Diesel Dips to $2.676

Oil Reaches Six-Month High

The U.S. average retail price of diesel fuel dipped by 0.5 cent to $2.676 a gallon last week, its second straight tiny decline, while the gasoline average climbed 3.3 cents to $2.61 a gallon, according to the Department of Energy.
Also last week, crude oil futures rose to their highest levels in more than six months on concern that growing political tensions involving Iran could disrupt exports.
Diesel has now slipped 0.9 cent over two weeks, after climbing 27.2 cents over the prior six weeks, DOE said after its March 26 survey of fueling stations.
“The latest decrease in diesel prices occurred because diesel wholesale prices dropped,” Doug MacIntyre, an analyst with DOE’s Energy Information Administration, told Transport Topics. “Current retail prices are reflecting what happened a week or two ago, and we’re still seeing the impact of that decline.”
Since the beginning of the year, diesel has increased 9.6 cents a gallon and is now 11.1 cents higher than it was in the same week a year ago.

DOE also said the national gasoline average, which has risen for the past eight weeks, has jumped 44.5 cents since Jan. 29 and is 11.2 cents above the corresponding week in 2006.
MacIntyre noted that warmer temperatures have lowered the demand for home heating oil, thus increasing the amount of distillate stocks available for diesel fuel. At the same time, “Gasoline demand is starting to increase because we are at the beginning of the summer travel season,” he said.
DOE reported gasoline inventories fell by 300,000 barrels to 210.2 million barrels last week, continuing a seven-week string of declines.
 “Generally, we see prices go up when inventories go down, and that would affect diesel prices if gasoline inventories got so low that refiners have to increase their gas production at the expense of diesel,” MacIntyre said.
Trucking companies said they were continuing to study ways to reduce fuel consumption and improve their bottom lines.
Tex Pittfield, president of Sara-guay Petroleum, an Atlanta fuel hauler, said even with surcharges in place, the company absorbs about 10% of its fuel cost.
“We’re in stop-and-go traffic all day and we’re continually idling at terminals, so there is not much we can do to improve the situation,” Pittfield said. “It’s very difficult to improve efficiency over what we’re already doing, but we have recently put automatic transmissions in our trucks.
 “We’re seeing about a 5% increase in fuel efficiency that saves us a couple thousand dollars a month in fuel,” he continued. The price of fuel is still “nowhere near where I’d like it to be, but the transmissions are an improvement, and any little bit helps.”

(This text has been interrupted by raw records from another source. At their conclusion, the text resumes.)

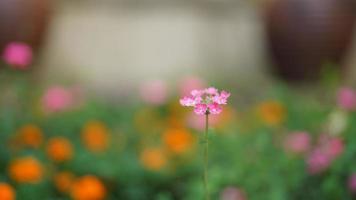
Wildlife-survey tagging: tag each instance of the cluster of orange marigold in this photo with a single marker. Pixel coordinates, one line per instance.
(28, 169)
(175, 141)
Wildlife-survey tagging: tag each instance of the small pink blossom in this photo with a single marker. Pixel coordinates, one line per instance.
(154, 92)
(297, 142)
(232, 193)
(214, 108)
(18, 55)
(57, 99)
(327, 150)
(346, 98)
(200, 109)
(352, 183)
(206, 101)
(318, 161)
(198, 121)
(211, 91)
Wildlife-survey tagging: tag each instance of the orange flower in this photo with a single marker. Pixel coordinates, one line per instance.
(88, 188)
(59, 149)
(26, 170)
(95, 136)
(153, 158)
(178, 140)
(30, 135)
(272, 112)
(6, 192)
(63, 181)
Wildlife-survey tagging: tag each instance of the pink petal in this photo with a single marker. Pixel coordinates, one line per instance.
(18, 55)
(211, 91)
(200, 109)
(214, 108)
(197, 93)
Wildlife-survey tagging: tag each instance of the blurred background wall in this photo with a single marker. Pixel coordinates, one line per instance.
(112, 45)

Saraguay Petroleum, which has 18 trucks, currently spends about $60,000 dollars a month to burn 40,000 gallons of fuel, Pittfield said.  James Cade, executive vice president of maintenance for Arrow Trucking, a Tulsa, Okla., truckload carrier that operates 1,500 trucks, said his company has reduced its fuel costs by using electrification systems at truck stops to cut idling.
“We have multiple ways of dealing with [high fuel prices], but reducing idle time has really made a big difference for us,” Cade said. “If you can shut off the truck and still keep the driver comfortable, it’s a lot better for fuel cost and the wear and tear on the engine.”

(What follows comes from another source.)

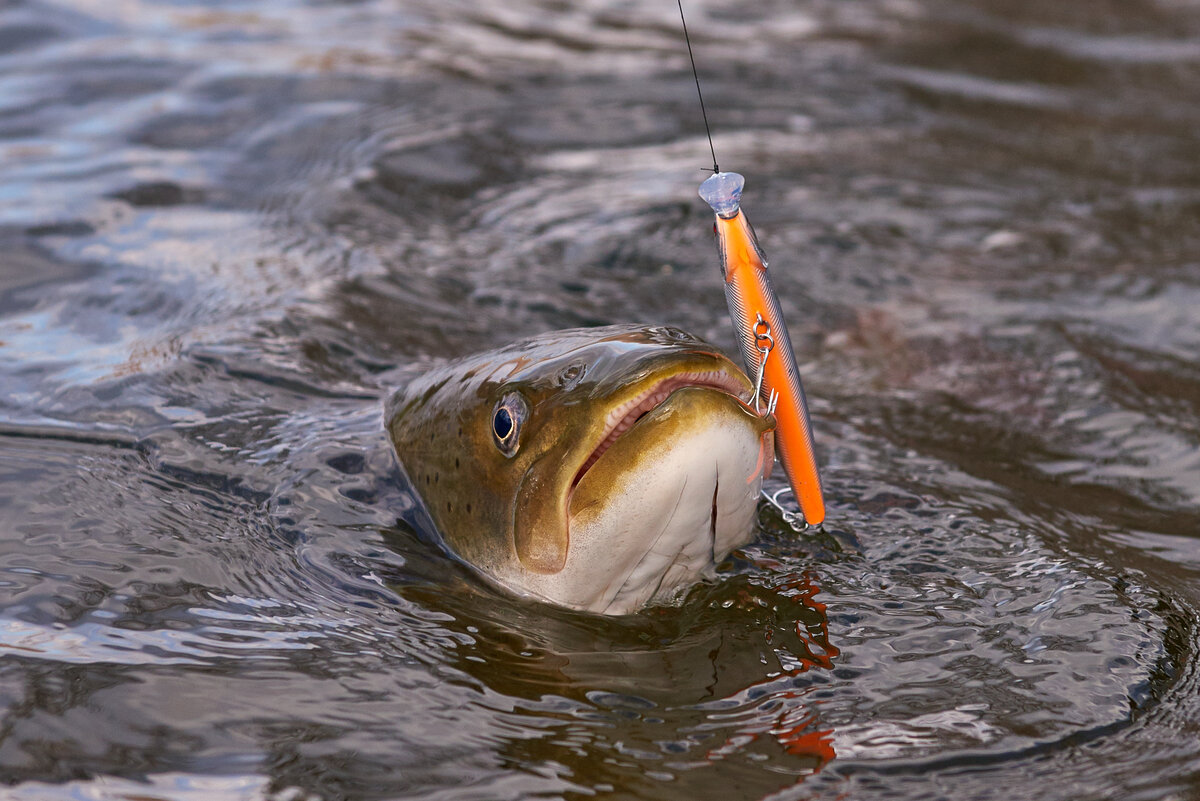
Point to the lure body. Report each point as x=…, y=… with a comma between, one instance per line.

Meanwhile, crude oil prices on the New York Mercantile Exchange rose to nearly $65 a barrel March 29 on concern that escalating tensions with Iran will disrupt oil supply from the Middle East.
In late March, the United Nations strengthened sanctions against Iran over its atomic energy program. In addition, Iran detained 15 British naval personnel, which raised concern that strained relations between the second-largest producer in the OPEC oil cartel and the West could disrupt global supplies, Bloomberg News reported. 
Oil’s closing price of $64.08 a barrel on March 28 was the highest close since Sept. 11.